I want to write some C# that converts between floating-point numbers and
strings in a non-locale-specific way. That is, I want decimal points always
to be ".", etc. The simple overloads of Double.ToString() and
Double.Parse() change their behavior depending on locale. I'm considering
creating a static en-us locale and passing it to the overloads of Parse and
ToString that take a locale, but is there a better way?
 
R

Rad [Visual C# MVP]

I want to write some C# that converts between floating-point numbers and
strings in a non-locale-specific way. That is, I want decimal points always
to be ".", etc. The simple overloads of Double.ToString() and
Double.Parse() change their behavior depending on locale. I'm considering
creating a static en-us locale and passing it to the overloads of Parse and
ToString that take a locale, but is there a better way?

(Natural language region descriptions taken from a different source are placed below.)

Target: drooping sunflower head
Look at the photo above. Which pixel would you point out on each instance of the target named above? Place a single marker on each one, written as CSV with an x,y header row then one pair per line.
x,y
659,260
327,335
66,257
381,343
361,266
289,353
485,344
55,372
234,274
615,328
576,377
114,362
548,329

Unless i'm mistaken a float is a float inependent of locale. The comma
separators, decimal points etc only become an issue when you're
*displaying* the float.

When it comes to parsing, what I would do is change the locale of the
running application to be something I can work with e.g. en-US or en-GB by
setting the System.Threading.CurrentThread.Culture to the locale i want to
use
 
M

Mike Schilling

Rad said:
Unless i'm mistaken a float is a float inependent of locale. The comma
separators, decimal points etc only become an issue when you're
*displaying* the float.

That is, coverting it to a string, which is what I'm asking about.
 
?

=?ISO-8859-1?Q?Arne_Vajh=F8j?=

Mike said:
I want to write some C# that converts between floating-point numbers and
strings in a non-locale-specific way. That is, I want decimal points always
to be ".", etc. The simple overloads of Double.ToString() and
Double.Parse() change their behavior depending on locale. I'm considering
creating a static en-us locale and passing it to the overloads of Parse and
ToString that take a locale, but is there a better way?

I think it is much nicer to pass a locale to the methods
as you suggest than messing with the global one.

Arne
 
J

Jon Skeet [C# MVP]

Mike Schilling said:
I want to write some C# that converts between floating-point numbers and
strings in a non-locale-specific way. That is, I want decimal points always
to be ".", etc. The simple overloads of Double.ToString() and
Double.Parse() change their behavior depending on locale. I'm considering
creating a static en-us locale and passing it to the overloads of Parse and
ToString that take a locale, but is there a better way?

Instead of creating a static en-us, use CultureInfo.InvariantCulture.
Pass that to methods as appropriate.

Of course, you could always wrap that up in your own helper class if
you're doing it a lot.
 
M

Mike Schilling

Jon Skeet said:
Instead of creating a static en-us, use CultureInfo.InvariantCulture.
Pass that to methods as appropriate.

Of course, you could always wrap that up in your own helper class if
you're doing it a lot.

Which is what I've done, thnks.

I can't be the only person with this requirement. Any program that defines
an invariant floating-point format (csc, for example) needs it.